ELISE : Elles sont dans les tiroirs de la table de chevet, ne t'inquiète pas.
HUGO : Ah. A quelle heure est-ce que Denis va arriver ?
ELISE (réprime un sanglot) : Oh, Hugo...
LISETTE : Denis est mort il y a cinq ans, Papa. Tu t'en souviens, tu as même refusé de faire un discours.
HUGO : Oui. Oui, mais de toute façon, il a toujours été en retard. Il est sûrement encore au musée.
ELISE : Oui, c'est vrai, le musée n'est pas encore fermé.
(petit silence)
HUGO : Je suis content que vous soyez là, vous savez.
VOIX DE SA MERE : Allons, Hugo, tu sais bien que nous ne pouvions pas te laisser tout seul.
VOIX DE SON PERE : Même si tu as l'âge de raison, tu n'es pas encore tout à fait responsable. Ta mère et moi, nous sommes là pour t'aider.
HUGO : Merci. Je suis bien content de vous voir.
(à gauche du lit apparaissent son PERE et sa MERE, debout, qui le regardent ; le faisceau de lumière qui éclaire le lit et les autres personnages s'élargit un peu pour les englober. Derrière eux s'éclaire lentement un mur jaunâtre)
LE PERE : On est toujours là quand tu as besoin de nous, fiston.
HUGO : Merci, Papa.
(petit silence)
Je vais mourir, hein ?
LE PERE : Oh, voyons, Hugo, tu dramatises toujours tout !
LA MERE : Ce n'est pas si terrible, tu sais. C'est un mauvais moment à passer, voilà tout. Regarde-nous, on s'en est sortis !
HUGO : Ne me faites pas marcher. Je sais très bien que vous êtes là parce que je délire, et je délire parce que je suis très malade, et ce n'est pas bon d'être malade quand on a quatre-vingts ans. Si vous êtes là, ce n'est pas bon signe.
LE PERE : Oui, tu as raison, Hugo. Nous ne sommes pas vraiment là. Tu as toujours entendu des voix, de toute façon.
HUGO : Oui, mais avant, ça ne m'inquiétait pas trop.
LA MERE : Enfin, ne sois pas inquiet ! Qu'est-ce qui te dit que tu vas mourir ?
HUGO : De quelle couleur sont les murs ?
(les PARENTS se regardent d'un air embarrassé)

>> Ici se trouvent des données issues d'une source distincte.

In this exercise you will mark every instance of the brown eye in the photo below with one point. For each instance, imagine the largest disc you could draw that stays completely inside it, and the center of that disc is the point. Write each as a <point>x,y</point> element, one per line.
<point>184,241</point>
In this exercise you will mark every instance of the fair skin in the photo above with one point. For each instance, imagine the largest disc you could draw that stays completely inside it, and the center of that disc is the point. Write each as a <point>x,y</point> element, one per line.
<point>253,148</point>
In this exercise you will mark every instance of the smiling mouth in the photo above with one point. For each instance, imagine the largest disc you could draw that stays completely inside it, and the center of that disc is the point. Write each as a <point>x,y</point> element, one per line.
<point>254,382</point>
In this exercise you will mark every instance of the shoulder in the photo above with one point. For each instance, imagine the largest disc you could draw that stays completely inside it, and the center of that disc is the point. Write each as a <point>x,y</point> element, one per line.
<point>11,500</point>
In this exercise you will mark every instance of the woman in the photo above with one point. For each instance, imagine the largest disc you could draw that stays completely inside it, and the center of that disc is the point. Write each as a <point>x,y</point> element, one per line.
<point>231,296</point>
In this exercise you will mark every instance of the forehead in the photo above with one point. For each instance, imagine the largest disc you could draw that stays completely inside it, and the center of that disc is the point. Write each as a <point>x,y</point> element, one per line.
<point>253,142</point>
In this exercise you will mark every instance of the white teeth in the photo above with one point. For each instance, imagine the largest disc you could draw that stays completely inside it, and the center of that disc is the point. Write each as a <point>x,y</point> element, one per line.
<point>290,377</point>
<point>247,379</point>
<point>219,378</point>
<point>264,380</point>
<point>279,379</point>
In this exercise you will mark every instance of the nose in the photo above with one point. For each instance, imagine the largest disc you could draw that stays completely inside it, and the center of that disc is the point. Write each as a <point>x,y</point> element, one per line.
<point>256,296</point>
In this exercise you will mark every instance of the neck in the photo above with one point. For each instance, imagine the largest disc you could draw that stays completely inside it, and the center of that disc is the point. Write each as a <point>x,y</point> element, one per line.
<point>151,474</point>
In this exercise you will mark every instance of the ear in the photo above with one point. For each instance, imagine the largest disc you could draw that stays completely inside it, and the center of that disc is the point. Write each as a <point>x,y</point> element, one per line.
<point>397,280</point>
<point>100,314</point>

Ah, je vois. Ils sont jaunes, n'est-ce pas ? Si tout allait bien, vous m'auriez répondu. Vous savez à quelle heure Denis doit venir ?
LE PERE : Denis est chez lui, il finit ses devoirs, il ne va pas venir tout de suite.
LA MERE : Alors dis-nous, mon poussin, qu'est-ce que tu as fait de beau dans ta vie ?
HUGO : J'ai essayé d'aider les gens. Je leur ai fabriqué des chaussures qui leur facilitent la vie, qui leur rendent les choses plus agréables. J'ai passé beaucoup de temps à faire ça. Je crois qu'ils sont contents. Vous pensez qu'ils sont contents ?
LE PERE : Pourquoi est-ce qu'ils ne le seraient pas ? Tout le monde a une paire de chaussures de toi à la maison ! Elles sont tout de même commodes, les enfants les adorent !
LA MERE : Nous sommes tous les deux très fiers de toi, mon garçon. Tu as bien travaillé. Tu ne dois avoir aucun regret.
HUGO (soupire) : Ah, je sais bien, et pourtant...
LA MERE : Qu'est-ce qui ne va pas, mon petit ange ?
HUGO : Je n'ai pas vraiment fait ce que j'aurais voulu faire... ce que je voulais, c'était fabriquer une paire de chaussures si bonnes, si confortables qu'elles auraient donné l'impression aux gens de ne plus toucher terre, qu'ils ne se seraient même plus rendu compte qu'ils les avaient aux pieds. J'aurais voulu pouvoir leur donner cela, quelque chose qui leur reste, qui marche avec eux dans la vie, comme une chanson qu'ils ont aimée ou un bon livre qui leur a plu. Mais je n'ai pas pu trouver la formule, j'ai bien eu quelques idées, mais jamais je n'ai réussi à trouver le secret de cette paire de chaussures. De toute façon, tout le monde me disait que ce n'était pas possible. Qu'est-ce que vous en pensez, vous ?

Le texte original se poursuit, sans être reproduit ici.